Overall beer consumption is continuing to fall, despite the growth of craft beer

Overall beer consumption is continuing to fall, despite the growth of craft beer

Alcohol consumption rates in Australia have fallen to their lowest point in 15 years, according to latest official figures. 

Total per-capita alcohol consumption in the 12 months to the end of June 2013 fell to 9.88 litres, the Australian Bureau of Statistics reported earlier today (4 April). “This is the lowest level since the mid-1990s,” said Louise Gates, the ABS's director of health. 

The decline is mainly due to the on-going slide in beer consumption, at the same time as a flattening out of consumption of wine, the ABS said. The amount of beer being drunk in Australia fell to 4.04 litres per capita in 2012/13, the lowest level since 1945-46, the figures showed.

However, the craft beer category has been growing at nearly 30% year-on-year, but only accounts for around 2% of Australia's total beer market.

Beer as a category still leads the way, accounting for 41% of all alcohol consumed in the country. 

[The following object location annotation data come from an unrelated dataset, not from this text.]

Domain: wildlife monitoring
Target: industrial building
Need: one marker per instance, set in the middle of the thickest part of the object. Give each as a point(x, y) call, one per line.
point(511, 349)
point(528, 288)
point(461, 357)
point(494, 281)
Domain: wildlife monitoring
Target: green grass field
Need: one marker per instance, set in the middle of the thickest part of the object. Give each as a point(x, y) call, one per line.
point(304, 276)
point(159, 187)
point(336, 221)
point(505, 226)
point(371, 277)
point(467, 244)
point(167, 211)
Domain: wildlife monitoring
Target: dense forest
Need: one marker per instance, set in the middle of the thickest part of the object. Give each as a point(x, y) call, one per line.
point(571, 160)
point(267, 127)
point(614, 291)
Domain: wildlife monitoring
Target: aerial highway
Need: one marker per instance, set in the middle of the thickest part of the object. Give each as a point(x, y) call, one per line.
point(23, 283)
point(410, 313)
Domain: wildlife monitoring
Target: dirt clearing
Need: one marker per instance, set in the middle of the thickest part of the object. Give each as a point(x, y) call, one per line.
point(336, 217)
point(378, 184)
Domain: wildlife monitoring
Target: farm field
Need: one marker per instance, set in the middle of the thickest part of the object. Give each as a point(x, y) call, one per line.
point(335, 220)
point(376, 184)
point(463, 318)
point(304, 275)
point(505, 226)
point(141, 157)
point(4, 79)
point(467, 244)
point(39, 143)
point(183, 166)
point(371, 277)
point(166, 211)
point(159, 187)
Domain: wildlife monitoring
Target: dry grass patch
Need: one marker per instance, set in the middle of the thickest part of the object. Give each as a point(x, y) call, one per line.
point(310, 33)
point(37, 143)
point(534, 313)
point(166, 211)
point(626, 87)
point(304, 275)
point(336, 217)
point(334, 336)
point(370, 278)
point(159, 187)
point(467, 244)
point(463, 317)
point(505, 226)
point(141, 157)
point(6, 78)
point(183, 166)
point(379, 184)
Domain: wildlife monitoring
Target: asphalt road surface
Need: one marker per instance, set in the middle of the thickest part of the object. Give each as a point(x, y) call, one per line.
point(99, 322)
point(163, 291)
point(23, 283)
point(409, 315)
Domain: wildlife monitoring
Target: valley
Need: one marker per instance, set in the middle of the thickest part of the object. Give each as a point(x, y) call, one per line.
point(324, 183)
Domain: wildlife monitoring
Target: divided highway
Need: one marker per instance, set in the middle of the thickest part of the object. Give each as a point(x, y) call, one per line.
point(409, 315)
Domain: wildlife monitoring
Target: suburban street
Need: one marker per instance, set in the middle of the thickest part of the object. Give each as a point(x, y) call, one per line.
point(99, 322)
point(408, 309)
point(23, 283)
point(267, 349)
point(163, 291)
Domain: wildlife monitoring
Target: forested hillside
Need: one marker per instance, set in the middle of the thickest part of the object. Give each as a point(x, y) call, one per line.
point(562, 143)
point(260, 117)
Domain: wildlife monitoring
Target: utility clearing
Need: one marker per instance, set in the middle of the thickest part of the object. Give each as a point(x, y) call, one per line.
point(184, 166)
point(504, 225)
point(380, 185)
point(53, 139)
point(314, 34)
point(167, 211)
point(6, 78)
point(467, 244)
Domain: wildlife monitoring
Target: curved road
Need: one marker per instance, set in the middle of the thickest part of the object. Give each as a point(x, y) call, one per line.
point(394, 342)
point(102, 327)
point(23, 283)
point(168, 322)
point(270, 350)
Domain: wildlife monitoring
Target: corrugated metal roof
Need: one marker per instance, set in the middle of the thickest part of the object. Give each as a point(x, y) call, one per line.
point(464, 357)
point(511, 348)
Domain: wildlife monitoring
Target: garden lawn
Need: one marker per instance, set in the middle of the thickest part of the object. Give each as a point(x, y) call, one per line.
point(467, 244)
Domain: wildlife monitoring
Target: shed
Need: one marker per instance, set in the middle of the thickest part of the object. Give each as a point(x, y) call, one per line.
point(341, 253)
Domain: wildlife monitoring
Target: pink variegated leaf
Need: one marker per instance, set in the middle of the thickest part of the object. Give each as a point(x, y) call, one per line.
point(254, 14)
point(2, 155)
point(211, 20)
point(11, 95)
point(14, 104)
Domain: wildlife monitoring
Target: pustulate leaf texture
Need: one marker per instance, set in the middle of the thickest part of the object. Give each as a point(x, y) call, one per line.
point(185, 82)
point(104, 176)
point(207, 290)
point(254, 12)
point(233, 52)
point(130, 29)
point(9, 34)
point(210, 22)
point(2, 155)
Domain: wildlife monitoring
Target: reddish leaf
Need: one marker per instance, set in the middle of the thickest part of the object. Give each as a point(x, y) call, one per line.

Wine, which accounts for 37% of all alcohol drunk, saw a drop in consumption for a third consecutive year, down to 3.7 litres per capita in 2012/13. “There has been a steady increase in people's (wine) consumption over the long-term, but recently this trend appears to have plateaued,” said Gates.

Drinking levels for spirits, accounting for 13% of volumes, were up slightly in 2013 on the prior year to 1.29 litres per capita. The ready-to-drink (RTD) category saw a fall in per capita consumption to 0.65, with levels dropping consistently since 2008. 

Cider is the only category to see an on-going rise in consumption over the past five years, with per capita consumption up to 0.65 litres in 2012/13.